‘I am not a better person as a result of having been raped’

I hate it when people call me “brave” for surviving being raped.

It’s been seven years since he took me to his dorm and after my saying “no” several times, him forcing himself on me. And it’s been seven years of hell.

I was told by the police that your boyfriend can’t rape you because you’re in a relationship and a relationship entails sex. I was told by “friends” that I was overeacting, and that I should give him a break. One of them said it’s been long enough – we’d been dating for over a month. The head of our department said I’m just trying to sabotage his grades because he’s better than me in most of our shared classes.

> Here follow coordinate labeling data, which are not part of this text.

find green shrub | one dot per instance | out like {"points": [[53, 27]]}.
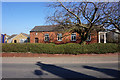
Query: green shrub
{"points": [[69, 48]]}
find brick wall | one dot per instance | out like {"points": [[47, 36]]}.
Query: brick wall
{"points": [[65, 39]]}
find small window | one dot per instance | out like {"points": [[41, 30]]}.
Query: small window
{"points": [[59, 37], [89, 38], [36, 33], [36, 40], [21, 40], [15, 41], [46, 37], [73, 37]]}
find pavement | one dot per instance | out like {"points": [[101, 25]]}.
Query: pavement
{"points": [[60, 67]]}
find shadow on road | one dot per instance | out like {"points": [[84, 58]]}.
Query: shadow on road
{"points": [[59, 71], [110, 72]]}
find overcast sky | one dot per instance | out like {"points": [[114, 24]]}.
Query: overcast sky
{"points": [[20, 17]]}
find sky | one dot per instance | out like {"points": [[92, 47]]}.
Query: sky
{"points": [[20, 17]]}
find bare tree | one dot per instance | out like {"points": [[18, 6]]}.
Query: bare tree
{"points": [[82, 17]]}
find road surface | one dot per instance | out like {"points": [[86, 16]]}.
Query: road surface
{"points": [[60, 67]]}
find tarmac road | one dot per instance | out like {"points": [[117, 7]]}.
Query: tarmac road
{"points": [[60, 67]]}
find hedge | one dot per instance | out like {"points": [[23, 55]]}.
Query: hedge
{"points": [[69, 48]]}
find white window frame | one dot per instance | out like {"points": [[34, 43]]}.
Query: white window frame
{"points": [[72, 35], [60, 36], [36, 33], [45, 37], [89, 39]]}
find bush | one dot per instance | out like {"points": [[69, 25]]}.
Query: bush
{"points": [[69, 48]]}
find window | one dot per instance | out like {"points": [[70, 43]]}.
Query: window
{"points": [[89, 38], [59, 37], [36, 33], [73, 37], [21, 40], [15, 41], [36, 40], [46, 37]]}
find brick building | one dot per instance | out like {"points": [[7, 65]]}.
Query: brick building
{"points": [[50, 34]]}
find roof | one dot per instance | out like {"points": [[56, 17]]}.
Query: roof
{"points": [[51, 28], [12, 36], [25, 34]]}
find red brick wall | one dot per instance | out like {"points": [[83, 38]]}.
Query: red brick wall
{"points": [[53, 37]]}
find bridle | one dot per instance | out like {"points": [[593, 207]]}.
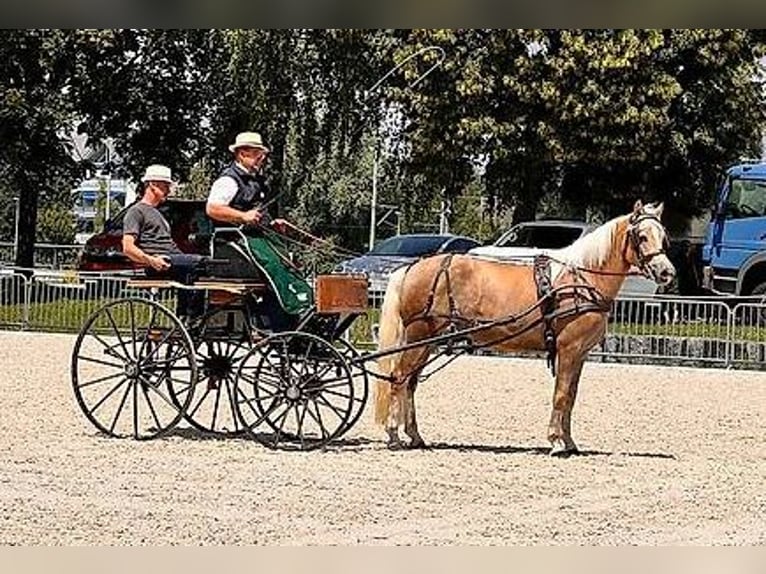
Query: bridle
{"points": [[643, 259]]}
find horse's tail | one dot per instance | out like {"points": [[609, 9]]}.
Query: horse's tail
{"points": [[390, 335]]}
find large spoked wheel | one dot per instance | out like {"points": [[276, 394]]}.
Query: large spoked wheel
{"points": [[131, 362], [221, 342], [361, 382], [295, 391]]}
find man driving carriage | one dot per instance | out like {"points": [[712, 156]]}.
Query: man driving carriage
{"points": [[146, 240], [241, 196]]}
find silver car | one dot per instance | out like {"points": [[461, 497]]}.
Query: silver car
{"points": [[399, 250]]}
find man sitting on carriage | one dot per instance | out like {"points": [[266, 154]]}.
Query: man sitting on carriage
{"points": [[240, 196], [147, 240]]}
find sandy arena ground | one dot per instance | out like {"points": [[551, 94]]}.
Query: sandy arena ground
{"points": [[670, 456]]}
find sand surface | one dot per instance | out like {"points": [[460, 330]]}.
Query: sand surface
{"points": [[669, 456]]}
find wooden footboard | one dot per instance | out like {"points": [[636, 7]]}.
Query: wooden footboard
{"points": [[341, 293]]}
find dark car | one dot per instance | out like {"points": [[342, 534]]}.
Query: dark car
{"points": [[399, 250], [190, 228], [525, 240]]}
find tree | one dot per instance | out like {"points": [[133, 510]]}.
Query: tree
{"points": [[598, 116], [56, 224], [36, 78]]}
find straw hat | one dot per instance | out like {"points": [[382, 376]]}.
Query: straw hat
{"points": [[248, 139], [157, 172]]}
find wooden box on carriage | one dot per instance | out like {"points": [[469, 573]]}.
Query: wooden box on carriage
{"points": [[339, 293]]}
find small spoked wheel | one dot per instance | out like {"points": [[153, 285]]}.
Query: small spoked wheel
{"points": [[133, 369], [360, 379], [221, 342], [295, 391]]}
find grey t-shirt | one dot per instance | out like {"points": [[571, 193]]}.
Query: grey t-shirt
{"points": [[150, 228]]}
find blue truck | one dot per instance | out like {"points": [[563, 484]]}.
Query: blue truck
{"points": [[734, 253]]}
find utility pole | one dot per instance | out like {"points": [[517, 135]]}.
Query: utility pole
{"points": [[17, 202], [444, 217], [108, 165], [374, 202]]}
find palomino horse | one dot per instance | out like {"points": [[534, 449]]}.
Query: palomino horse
{"points": [[560, 306]]}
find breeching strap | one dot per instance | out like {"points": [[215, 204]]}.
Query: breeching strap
{"points": [[542, 271]]}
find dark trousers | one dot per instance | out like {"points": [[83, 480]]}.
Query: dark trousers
{"points": [[184, 268]]}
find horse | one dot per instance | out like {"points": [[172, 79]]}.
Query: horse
{"points": [[560, 305]]}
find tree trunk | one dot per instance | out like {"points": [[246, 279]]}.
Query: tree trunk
{"points": [[28, 194]]}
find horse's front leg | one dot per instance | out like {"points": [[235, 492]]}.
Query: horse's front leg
{"points": [[396, 400], [564, 395], [410, 418]]}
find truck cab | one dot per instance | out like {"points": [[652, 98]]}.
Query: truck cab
{"points": [[734, 253]]}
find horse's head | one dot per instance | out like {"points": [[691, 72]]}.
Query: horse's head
{"points": [[648, 239]]}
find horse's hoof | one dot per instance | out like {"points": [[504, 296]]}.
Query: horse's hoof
{"points": [[561, 449]]}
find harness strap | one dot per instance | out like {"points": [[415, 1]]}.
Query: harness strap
{"points": [[443, 271], [542, 271]]}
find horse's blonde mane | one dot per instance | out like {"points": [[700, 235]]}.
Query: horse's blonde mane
{"points": [[591, 250]]}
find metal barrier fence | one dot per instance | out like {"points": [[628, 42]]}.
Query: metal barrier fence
{"points": [[705, 332], [46, 255]]}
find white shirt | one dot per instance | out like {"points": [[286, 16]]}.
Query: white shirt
{"points": [[223, 190]]}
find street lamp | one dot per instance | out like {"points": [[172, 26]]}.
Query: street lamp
{"points": [[17, 205]]}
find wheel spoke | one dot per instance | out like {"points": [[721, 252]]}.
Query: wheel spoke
{"points": [[108, 394], [318, 418], [109, 349], [132, 315], [119, 408], [339, 413], [117, 332], [151, 407], [99, 362], [149, 327], [159, 393]]}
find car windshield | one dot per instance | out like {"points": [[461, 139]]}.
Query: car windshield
{"points": [[542, 236], [408, 246]]}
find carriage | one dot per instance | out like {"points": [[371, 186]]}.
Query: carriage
{"points": [[138, 370], [302, 387]]}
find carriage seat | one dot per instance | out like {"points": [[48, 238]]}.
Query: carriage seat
{"points": [[229, 243]]}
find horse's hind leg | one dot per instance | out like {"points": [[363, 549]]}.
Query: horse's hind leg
{"points": [[397, 401], [410, 418], [560, 426]]}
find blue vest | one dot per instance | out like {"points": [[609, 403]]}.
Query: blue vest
{"points": [[252, 190]]}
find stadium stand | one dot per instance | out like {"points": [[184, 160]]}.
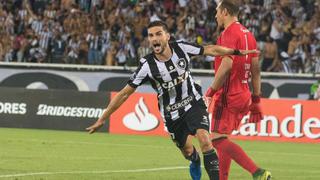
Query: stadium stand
{"points": [[113, 32]]}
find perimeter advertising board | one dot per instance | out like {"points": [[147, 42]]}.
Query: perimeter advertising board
{"points": [[50, 109], [284, 120]]}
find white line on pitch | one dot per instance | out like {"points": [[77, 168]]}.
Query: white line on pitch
{"points": [[94, 172]]}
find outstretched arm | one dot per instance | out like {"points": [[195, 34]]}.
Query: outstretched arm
{"points": [[215, 50], [115, 103]]}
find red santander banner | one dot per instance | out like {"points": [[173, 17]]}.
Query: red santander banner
{"points": [[284, 120]]}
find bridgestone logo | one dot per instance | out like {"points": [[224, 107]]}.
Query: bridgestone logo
{"points": [[13, 108], [68, 111]]}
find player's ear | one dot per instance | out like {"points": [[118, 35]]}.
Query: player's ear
{"points": [[168, 36]]}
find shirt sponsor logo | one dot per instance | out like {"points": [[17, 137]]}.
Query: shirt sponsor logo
{"points": [[182, 63], [180, 104], [68, 111], [171, 84], [141, 119]]}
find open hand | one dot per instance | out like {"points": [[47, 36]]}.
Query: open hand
{"points": [[245, 52]]}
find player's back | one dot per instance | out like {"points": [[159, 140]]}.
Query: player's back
{"points": [[236, 88]]}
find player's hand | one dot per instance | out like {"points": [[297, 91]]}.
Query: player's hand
{"points": [[208, 96], [245, 52], [207, 100], [255, 115], [97, 125]]}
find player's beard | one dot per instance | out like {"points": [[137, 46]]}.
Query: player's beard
{"points": [[162, 48]]}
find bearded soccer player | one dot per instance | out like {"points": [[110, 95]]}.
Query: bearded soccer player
{"points": [[180, 101], [230, 95]]}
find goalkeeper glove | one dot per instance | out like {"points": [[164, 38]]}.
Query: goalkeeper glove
{"points": [[255, 110]]}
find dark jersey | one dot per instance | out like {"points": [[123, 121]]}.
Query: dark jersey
{"points": [[171, 79]]}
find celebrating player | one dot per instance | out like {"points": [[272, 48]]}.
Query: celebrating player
{"points": [[230, 93], [179, 98]]}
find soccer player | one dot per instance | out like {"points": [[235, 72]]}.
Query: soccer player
{"points": [[180, 101], [229, 93]]}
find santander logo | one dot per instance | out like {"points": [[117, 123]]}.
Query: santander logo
{"points": [[141, 119]]}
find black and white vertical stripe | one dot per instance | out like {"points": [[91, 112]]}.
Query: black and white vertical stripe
{"points": [[160, 73]]}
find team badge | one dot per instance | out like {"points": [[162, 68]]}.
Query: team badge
{"points": [[182, 63]]}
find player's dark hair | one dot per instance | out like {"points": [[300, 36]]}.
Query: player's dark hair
{"points": [[232, 6], [159, 23]]}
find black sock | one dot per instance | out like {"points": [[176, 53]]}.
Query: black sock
{"points": [[211, 164], [194, 156]]}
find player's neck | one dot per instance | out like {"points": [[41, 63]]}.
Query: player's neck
{"points": [[165, 55], [229, 21]]}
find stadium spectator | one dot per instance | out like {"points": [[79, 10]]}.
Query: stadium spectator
{"points": [[186, 116], [281, 20]]}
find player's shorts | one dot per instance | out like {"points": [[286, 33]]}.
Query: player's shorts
{"points": [[195, 118], [225, 119]]}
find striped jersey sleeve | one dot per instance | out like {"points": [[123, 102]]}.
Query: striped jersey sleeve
{"points": [[191, 49], [140, 76]]}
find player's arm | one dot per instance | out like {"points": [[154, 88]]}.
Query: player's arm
{"points": [[215, 50], [222, 73], [255, 76], [115, 103]]}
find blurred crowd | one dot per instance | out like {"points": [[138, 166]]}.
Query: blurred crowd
{"points": [[113, 32]]}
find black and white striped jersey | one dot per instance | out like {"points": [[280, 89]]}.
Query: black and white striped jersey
{"points": [[171, 79]]}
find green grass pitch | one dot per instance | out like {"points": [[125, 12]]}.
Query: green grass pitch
{"points": [[58, 155]]}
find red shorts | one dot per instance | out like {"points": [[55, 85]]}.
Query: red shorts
{"points": [[227, 119]]}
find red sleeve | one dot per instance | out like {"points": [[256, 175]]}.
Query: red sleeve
{"points": [[253, 44], [229, 39]]}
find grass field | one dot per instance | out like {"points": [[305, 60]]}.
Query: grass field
{"points": [[57, 155]]}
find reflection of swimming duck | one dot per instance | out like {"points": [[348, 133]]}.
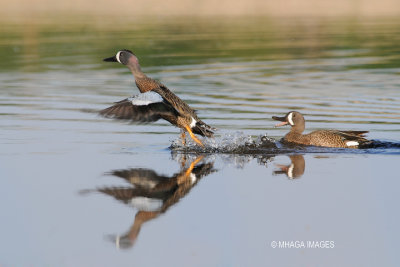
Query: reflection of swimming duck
{"points": [[295, 169], [155, 102], [326, 138], [153, 194]]}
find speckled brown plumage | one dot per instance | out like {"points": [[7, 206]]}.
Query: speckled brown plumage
{"points": [[171, 108], [325, 138]]}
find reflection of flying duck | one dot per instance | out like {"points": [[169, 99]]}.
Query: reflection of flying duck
{"points": [[295, 169], [153, 194], [155, 102], [326, 138]]}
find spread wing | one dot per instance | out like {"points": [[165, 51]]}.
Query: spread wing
{"points": [[145, 107]]}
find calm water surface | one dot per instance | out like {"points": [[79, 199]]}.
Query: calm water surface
{"points": [[63, 204]]}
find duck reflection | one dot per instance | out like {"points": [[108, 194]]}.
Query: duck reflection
{"points": [[293, 170], [152, 194]]}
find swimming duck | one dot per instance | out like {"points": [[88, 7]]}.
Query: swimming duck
{"points": [[154, 102], [325, 138]]}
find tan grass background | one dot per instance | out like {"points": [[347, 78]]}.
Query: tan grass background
{"points": [[11, 8]]}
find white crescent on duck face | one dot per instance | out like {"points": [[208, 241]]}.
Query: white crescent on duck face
{"points": [[155, 102]]}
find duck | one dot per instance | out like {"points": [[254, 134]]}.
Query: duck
{"points": [[154, 102], [323, 138]]}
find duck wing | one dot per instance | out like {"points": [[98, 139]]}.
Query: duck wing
{"points": [[145, 107]]}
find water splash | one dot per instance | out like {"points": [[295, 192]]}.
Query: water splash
{"points": [[242, 144], [229, 143]]}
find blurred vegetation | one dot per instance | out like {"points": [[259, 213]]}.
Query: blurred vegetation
{"points": [[50, 43]]}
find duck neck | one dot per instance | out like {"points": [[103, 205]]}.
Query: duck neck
{"points": [[136, 71], [133, 65], [298, 129]]}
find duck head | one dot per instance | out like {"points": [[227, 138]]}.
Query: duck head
{"points": [[124, 57], [293, 118]]}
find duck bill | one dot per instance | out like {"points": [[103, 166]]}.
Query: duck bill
{"points": [[111, 59], [282, 119]]}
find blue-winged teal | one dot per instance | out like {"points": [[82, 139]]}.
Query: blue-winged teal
{"points": [[326, 138], [154, 102]]}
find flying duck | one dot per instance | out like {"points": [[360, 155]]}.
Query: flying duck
{"points": [[325, 138], [154, 102]]}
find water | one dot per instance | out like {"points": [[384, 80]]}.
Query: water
{"points": [[57, 156]]}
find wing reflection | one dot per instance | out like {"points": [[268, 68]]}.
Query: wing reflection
{"points": [[293, 170], [152, 194]]}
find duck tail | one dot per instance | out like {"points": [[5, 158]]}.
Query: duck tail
{"points": [[203, 129]]}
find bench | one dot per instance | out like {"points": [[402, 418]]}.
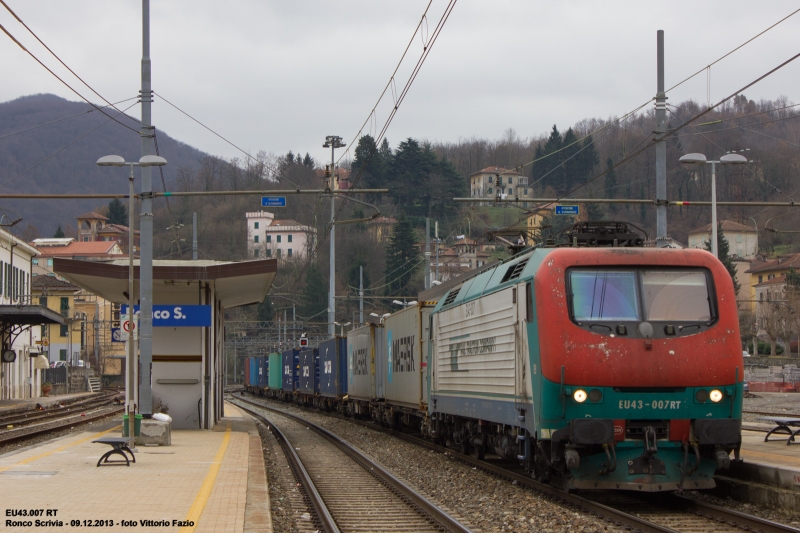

After what my aunt called “the fuss” had died down, people started telling me that I am strong. I am brave. People started telling me that I am not a victim, but a survivor. That I am stronger for having had this experience.

What.

The.

Fuck?

Yes, I am strong – because I have to be. Yes, I am a survivor – because I didn’t die (which many women who are raped do either after the attack, as a result of the attack, or committing suicide because they can’t live with it). But no. Don’t call me brave. I am not a better person as a result of having been raped.

Rape is a violation. It’s a personal attack of one’s physicality, emotionality, and mental state. But calling me “brave” and all those positive meditation-drenched crap is denying the fact that it happened, and I am broken by it. Taking away victimhood in this instance makes it so much easier to deny the crime ever happened.

So stop it. Watch the language that you use. This was a fucking crime, and it was inflicted upon me by someone. It didn’t just happen to me like falling over my shoelaces. Say it out loud. Rape is a crime, and I am one of the many, many women who bear the scars of it.